Two-thirds of respondents conduct international research. Among them, half conduct research in more than 10 countries. As we note below, international research has been a particular pain point for researchers.
Of the 66% of respondents conducting international research, 74% intend to increase their incentive budget in 2023.
Cash and charitable donations are on the rise
When paying, market researchers (72%) prefer to send digital gift cards, and demand for digital cards is expected to stay strong. But researchers are increasingly interested in offering other options as well.
Only about 20% of respondents offer cash transfer payout options (like PayPal or Venmo). Half say they intend to offer these incentive options in the next two years.
The same pattern holds true for charitable donations. Only 17% offer it today, but 36% want to add the option.

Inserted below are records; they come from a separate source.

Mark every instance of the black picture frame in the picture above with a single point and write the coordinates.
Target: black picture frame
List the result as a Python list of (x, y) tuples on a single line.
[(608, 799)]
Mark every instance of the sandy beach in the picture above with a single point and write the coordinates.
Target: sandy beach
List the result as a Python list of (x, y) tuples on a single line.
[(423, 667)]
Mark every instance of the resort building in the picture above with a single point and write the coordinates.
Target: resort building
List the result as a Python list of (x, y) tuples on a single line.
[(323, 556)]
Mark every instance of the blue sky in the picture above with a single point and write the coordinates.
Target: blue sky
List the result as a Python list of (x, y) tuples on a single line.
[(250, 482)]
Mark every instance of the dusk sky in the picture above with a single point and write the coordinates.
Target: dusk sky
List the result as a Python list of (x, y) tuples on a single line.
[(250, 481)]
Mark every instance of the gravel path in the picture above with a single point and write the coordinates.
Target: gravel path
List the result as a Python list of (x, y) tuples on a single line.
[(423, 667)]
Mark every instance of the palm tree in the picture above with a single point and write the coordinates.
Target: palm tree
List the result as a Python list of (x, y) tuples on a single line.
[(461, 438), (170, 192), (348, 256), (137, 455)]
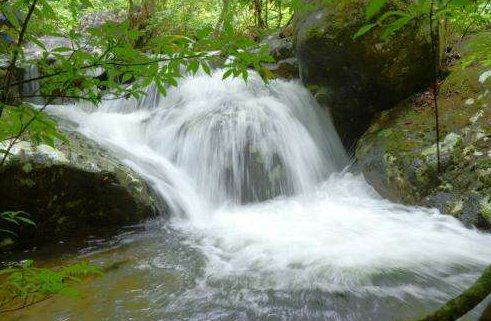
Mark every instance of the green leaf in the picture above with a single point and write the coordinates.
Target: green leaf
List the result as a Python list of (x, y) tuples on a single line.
[(363, 30), (396, 25), (374, 7), (227, 74)]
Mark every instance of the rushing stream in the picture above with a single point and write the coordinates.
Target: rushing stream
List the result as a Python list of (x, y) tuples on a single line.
[(266, 223)]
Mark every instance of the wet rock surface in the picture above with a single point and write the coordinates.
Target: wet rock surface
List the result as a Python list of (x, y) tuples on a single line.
[(73, 187), (356, 78), (398, 153)]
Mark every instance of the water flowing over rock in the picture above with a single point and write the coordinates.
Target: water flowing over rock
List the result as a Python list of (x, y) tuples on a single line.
[(398, 153), (263, 219), (355, 78)]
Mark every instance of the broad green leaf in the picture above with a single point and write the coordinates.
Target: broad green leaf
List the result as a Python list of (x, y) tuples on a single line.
[(374, 7), (363, 30)]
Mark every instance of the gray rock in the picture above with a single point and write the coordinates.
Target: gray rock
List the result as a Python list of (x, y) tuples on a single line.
[(357, 77), (74, 187)]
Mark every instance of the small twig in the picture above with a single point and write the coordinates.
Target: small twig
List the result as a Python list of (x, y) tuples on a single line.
[(102, 64), (22, 131)]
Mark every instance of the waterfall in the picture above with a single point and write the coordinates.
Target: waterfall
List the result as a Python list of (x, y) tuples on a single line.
[(253, 175), (32, 88)]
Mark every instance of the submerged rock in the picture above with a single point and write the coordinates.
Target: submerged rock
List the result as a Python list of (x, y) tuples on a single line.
[(73, 188), (355, 78), (398, 152)]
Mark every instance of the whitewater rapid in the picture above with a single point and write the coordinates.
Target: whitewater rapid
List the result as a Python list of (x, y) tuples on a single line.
[(255, 177)]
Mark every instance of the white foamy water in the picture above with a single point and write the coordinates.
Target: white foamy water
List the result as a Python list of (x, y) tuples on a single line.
[(253, 176)]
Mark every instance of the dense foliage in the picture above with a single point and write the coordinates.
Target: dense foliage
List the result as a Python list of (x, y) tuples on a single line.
[(158, 42)]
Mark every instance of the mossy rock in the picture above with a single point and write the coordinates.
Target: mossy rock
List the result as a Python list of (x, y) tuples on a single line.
[(73, 188), (397, 154), (357, 78)]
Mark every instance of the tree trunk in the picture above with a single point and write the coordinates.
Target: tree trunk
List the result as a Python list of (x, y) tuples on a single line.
[(223, 16), (258, 12)]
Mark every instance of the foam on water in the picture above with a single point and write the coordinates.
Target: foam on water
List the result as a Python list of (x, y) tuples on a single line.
[(252, 173)]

For instance, charitable donations might be effective at recruiting a C-suite executive (who isn't enticed by $100) or someone in an industry that can’t accept incentives (like the government). Without this type of incentive, these populations are hard to reach.
Meanwhile, researchers signal little or decreasing interest in physical incentives (cash, checks, and physical cards).
Market research incentive strategies are slow to adapt
Many of the participants piecemeal an incentive system together. For example, 44% of respondents rely on manually sending Amazon.com gift cards. Among other challenges, this approach creates huge headaches for cross-border incentives.
It’s no surprise, then, that manual process and scaling issues are a top pain point related to market research incentives.
As budgets increase and research becomes increasingly more complex and global, solving these issues will become paramount.
For reference, a little more than half of the respondents manage annual budgets under $50k. One in ten manage budgets over $500k.
When it comes to selecting an incentive provider, respondents show strong interest in something that just works.
User-friendly design is overwhelmingly the most important factor. But security, digital incentives, tracking, and cost were important to roughly half of those surveyed.
As research grows more complex and global, they must shift from a DIY approach to incentive strategies that scale.